USC’s men’s basketball team is off to another dynamic start, causing many of the team’s players to become overnight celebrities. If there is a forward or guard on the team who represents its ideals, a company may want to associate the student’s athletic prowess with its product or service.
In the past, most college athletes could not capitalize on their names, images or likenesses without violating a variety of rules. That changed recently when California’s governor signed the Fair Pay to Play Act. According to the National Conference on State Legislatures, as of October 2021, the governors of 28 other states have followed suit.
The rules are not exactly clear or consistent
If a company wants to pay to use an athlete’s name, image or likeness, its leaders may be working with rules that are not exactly clear. While the NCAA has issued interim rules, the comparative newness of the policy naturally leaves some areas of confusion. Likewise, laws about compensating college athletes are likely to vary somewhat from state to state.

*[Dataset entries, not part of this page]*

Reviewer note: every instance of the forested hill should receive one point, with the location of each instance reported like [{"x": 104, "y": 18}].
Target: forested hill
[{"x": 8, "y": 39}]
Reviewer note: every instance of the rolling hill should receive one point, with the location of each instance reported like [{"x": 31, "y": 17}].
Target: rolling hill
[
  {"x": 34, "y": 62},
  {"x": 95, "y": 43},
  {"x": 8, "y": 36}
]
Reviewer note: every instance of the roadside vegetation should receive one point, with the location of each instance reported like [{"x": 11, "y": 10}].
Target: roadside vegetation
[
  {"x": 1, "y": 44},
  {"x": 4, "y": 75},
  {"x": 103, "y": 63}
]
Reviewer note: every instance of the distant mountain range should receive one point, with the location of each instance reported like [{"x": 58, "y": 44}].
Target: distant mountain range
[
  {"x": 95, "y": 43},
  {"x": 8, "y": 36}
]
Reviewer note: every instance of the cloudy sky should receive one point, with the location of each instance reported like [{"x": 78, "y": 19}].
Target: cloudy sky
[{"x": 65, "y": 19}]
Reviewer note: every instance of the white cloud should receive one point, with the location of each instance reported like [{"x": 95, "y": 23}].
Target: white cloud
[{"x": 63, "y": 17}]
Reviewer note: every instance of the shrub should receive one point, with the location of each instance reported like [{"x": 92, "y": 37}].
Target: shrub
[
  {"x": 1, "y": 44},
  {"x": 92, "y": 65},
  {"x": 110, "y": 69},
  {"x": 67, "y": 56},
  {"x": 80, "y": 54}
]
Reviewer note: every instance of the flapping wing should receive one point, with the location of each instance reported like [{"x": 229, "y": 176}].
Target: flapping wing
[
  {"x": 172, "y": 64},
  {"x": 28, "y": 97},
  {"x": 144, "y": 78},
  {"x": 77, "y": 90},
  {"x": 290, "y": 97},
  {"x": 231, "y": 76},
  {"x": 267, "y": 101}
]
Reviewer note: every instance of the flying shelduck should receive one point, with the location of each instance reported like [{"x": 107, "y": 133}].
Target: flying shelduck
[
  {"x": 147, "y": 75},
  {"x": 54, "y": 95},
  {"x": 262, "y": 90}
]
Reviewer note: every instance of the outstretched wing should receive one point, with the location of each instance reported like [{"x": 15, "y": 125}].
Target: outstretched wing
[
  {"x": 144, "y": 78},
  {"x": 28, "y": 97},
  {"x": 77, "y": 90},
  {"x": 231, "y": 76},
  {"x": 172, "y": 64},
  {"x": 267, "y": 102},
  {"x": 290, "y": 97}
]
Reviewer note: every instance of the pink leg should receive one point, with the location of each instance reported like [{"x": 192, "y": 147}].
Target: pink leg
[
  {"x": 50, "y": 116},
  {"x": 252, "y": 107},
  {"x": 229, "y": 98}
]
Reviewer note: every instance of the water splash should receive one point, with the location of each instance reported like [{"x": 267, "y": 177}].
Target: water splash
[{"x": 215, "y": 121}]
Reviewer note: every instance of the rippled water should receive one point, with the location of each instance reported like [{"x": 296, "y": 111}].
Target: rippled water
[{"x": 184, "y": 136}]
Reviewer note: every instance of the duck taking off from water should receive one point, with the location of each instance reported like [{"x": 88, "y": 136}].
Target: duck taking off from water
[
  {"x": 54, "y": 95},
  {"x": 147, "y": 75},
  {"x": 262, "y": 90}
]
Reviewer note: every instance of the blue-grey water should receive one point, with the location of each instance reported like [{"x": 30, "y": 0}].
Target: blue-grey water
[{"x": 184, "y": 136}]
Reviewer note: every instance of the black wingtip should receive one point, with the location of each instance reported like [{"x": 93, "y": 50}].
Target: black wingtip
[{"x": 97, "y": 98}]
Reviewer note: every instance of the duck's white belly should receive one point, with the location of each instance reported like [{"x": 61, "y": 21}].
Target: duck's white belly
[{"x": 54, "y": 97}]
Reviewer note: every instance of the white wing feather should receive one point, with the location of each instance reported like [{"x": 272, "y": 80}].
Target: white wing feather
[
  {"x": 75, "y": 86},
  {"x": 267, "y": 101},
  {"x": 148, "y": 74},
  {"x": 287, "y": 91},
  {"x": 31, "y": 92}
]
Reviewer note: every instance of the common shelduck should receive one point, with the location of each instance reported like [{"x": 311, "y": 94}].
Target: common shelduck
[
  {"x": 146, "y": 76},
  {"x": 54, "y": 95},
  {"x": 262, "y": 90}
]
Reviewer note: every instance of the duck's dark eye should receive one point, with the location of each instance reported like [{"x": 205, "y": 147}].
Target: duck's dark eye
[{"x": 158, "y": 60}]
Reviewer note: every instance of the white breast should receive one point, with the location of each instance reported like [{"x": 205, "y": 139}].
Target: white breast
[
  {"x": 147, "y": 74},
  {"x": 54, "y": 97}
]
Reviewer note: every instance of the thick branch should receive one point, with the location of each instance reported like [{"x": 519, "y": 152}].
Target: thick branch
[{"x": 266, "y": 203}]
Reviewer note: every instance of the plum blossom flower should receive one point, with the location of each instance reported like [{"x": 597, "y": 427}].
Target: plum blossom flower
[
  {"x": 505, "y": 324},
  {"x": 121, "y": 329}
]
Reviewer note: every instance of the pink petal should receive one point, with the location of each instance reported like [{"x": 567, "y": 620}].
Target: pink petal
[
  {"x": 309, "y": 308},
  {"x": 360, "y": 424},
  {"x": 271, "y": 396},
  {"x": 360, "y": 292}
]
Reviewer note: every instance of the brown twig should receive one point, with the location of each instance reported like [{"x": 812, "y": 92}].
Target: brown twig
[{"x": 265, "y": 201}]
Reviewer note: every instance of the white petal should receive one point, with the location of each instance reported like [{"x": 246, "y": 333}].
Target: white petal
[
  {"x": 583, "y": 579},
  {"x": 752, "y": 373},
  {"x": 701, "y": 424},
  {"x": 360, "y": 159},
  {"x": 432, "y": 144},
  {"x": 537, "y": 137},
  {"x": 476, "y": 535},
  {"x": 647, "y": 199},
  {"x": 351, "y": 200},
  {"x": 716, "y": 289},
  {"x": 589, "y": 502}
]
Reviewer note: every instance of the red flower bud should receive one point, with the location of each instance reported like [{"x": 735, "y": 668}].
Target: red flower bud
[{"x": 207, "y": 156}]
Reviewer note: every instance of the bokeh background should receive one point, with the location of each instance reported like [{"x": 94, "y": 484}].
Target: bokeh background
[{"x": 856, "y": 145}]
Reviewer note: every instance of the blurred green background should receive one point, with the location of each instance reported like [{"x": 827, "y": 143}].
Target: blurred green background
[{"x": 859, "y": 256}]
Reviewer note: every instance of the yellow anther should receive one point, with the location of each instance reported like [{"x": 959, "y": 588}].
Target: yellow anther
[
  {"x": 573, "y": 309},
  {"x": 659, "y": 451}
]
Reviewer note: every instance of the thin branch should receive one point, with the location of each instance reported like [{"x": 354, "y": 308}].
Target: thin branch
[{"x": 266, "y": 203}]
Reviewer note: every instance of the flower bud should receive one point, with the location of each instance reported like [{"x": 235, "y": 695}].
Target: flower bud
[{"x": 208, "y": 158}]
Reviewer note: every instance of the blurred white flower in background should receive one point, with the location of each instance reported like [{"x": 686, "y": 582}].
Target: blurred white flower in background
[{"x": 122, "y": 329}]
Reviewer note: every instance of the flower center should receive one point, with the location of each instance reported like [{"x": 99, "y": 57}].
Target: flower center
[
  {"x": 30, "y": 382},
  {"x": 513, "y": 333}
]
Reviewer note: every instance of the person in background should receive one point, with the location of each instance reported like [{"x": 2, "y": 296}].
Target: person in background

Many types of agreements are possible
Just as in many other states, California’s scheme allows for many types of agreements between business owners and college athletes. While it is possible to work with an athlete who has national name recognition, business owners may also negotiate more affordable contracts with athletes who have regional or niche acclaim.
As time goes on, companies are likely to develop greater confidence in collaborating with college athletes. Ultimately, though, business leaders who want to capitalize on the name, image or likeness of a student now have a legal framework for doing so.